No nosso dia-a-dia sentimos que áreas mais arborizadas são mais frescas e do que descampados. A presença de cobertura vegetal está associada a um ambiente termicamente mais agradável, por diminuir a temperatura da superfície por meio de sua barreira aos raios solares e por aumentar a umidade local.

Uma pesquisa publicada na PlosOne avaliou a relação entre o desmatamento e o aumento de temperatura da superfície do terreno em um fragmento de Mata Atlântica, em São Paulo. As estimativas, feitas por medições através de sensores acoplados à satélites, mostraram que para uma área de 1 hectare, cada aumento de 25% na retirada da cobertura florestal nativa resultou no aquecimento de 1° C na temperatura local. Ou seja, 4° em caso de desmatamento total da área.

Estes resultados fazem parte do trabalho de doutoramento da Dra. Raianny Leite Nascimento Wanderley, do Instituto de Astronomia, Geofísica e Ciências Atmosféricas da USP (IAG-USP), vinculado ao Programa de Pós-Graduação em Ciências Ambientais (PROCAM). A investigação faz parte do projeto de Pesquisas sobre Mudanças Climáticas e do Programa BIOTA, ambos financiados pela Fundação de Amparo à Pesquisa do Estado de São Paulo (FAPESP).

Área de estudo
Área de estudo selecionada para as estimativas de temperatura e cobertura vegetal via satélite. Créditos: PLOS ONE : https://doi.org/10.1371/journal.pone.0225443

"Este estudo mostrou, efetivamente, a forte dependência entre a temperatura local e a presença de florestas", fala a Dra Raianny Leite. A floresta também poderia auxiliar no controle climático regional, atenuando o efeito de ilha de calor em cidades próximas. No entanto, a autora destaca que para estimar o efeito da troca de calor entre as regiões florestais e cidades seria necessária uma análise de variáveis atmosféricas e situações sinóticas atuantes.
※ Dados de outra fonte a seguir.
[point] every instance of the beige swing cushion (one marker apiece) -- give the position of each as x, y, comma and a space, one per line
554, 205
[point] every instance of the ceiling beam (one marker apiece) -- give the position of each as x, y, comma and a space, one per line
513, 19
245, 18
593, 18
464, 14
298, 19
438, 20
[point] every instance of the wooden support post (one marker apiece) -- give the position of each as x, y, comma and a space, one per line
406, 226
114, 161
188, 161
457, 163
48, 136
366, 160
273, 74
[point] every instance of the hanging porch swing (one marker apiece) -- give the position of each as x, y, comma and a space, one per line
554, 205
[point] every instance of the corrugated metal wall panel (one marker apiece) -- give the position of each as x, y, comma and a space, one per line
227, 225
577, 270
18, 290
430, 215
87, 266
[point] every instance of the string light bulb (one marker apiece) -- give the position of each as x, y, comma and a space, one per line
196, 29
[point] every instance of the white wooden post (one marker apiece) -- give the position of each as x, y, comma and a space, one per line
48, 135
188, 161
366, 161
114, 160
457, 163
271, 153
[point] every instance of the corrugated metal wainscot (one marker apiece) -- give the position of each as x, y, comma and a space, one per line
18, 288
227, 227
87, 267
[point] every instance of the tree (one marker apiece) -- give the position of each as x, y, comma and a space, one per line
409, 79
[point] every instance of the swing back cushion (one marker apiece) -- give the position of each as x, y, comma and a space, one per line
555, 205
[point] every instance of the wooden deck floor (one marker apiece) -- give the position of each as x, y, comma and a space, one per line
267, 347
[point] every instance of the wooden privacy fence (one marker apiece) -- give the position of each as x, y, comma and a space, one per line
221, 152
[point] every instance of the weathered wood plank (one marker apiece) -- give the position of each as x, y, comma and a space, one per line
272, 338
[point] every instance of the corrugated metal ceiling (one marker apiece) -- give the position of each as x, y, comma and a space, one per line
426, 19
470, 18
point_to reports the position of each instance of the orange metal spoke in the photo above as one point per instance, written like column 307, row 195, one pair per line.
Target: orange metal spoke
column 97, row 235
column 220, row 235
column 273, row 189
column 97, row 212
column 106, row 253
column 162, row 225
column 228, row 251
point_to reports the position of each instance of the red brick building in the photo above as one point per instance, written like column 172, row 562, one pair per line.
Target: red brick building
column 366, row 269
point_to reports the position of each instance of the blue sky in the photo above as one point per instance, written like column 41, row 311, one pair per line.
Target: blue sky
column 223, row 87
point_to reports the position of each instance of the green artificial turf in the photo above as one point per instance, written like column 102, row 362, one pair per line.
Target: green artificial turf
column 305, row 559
O trabalho trouxe novas perspectivas sobre efeitos os climáticos de aquecimento causados pela fragmentação de florestas, prática muito comum no Sudeste do país. "A área foi escolhida por se tratar de uma região de transição entre uma área sob preservação permanente e uma zona de forte fragmentação que é a macro metrópole de São Paulo, com forte crescimento populacional e a existência de sistemas agropastoris", acrescenta a autora.

A importância da Mata Atlântica

A Mata Atlântica é um bioma de floresta tropical que ocupa hoje 12% do território brasileiro. Esta floresta é uma das mais ameaçadas do planeta, principalmente por se encontrar na costa leste do país, onde 72% da população do país vive. Segundo o Atlas da Mata Atlântica, 113 km2 do bioma foi perdido entre 2017 e 2018.

Cientísta trabalhando
Medições in situ, ou seja, no local também podem ser empregadas em outros estudos conduzidos pelo Laboratório de Clima e Biosfera da USP. Créditos: Dra. Raianny Leite.

O desmatamento da Mata Atlântica leva a impactos na biodiversidade, e nos diversos serviços ecossistêmicos oferecidos pela floresta tropical, como a atenuação da temperatura de superfície em escalas local e regional. "Hoje em dia ainda vemos pouco trabalhos que mostrem a importância desse bioma na regulação térmica ou nos serviços ecossistêmicos. A maior parte dos trabalhos estão ligados à Amazônia, por ser um bioma continental e de atenção mundial", completa Dra. Raianny Leite.

Outro serviço ecossistêmico importante e dependente da existência de florestas é o abastecimento de água. A Mata Atlântica abriga sete das nove maiores bacias hidrográficas do país. Os reservatórios abastecidos pelos rios dessas bacias são responsáveis por quase 60% da produção da energia hidrelétrica e fornecem água para 130 milhões de habitantes.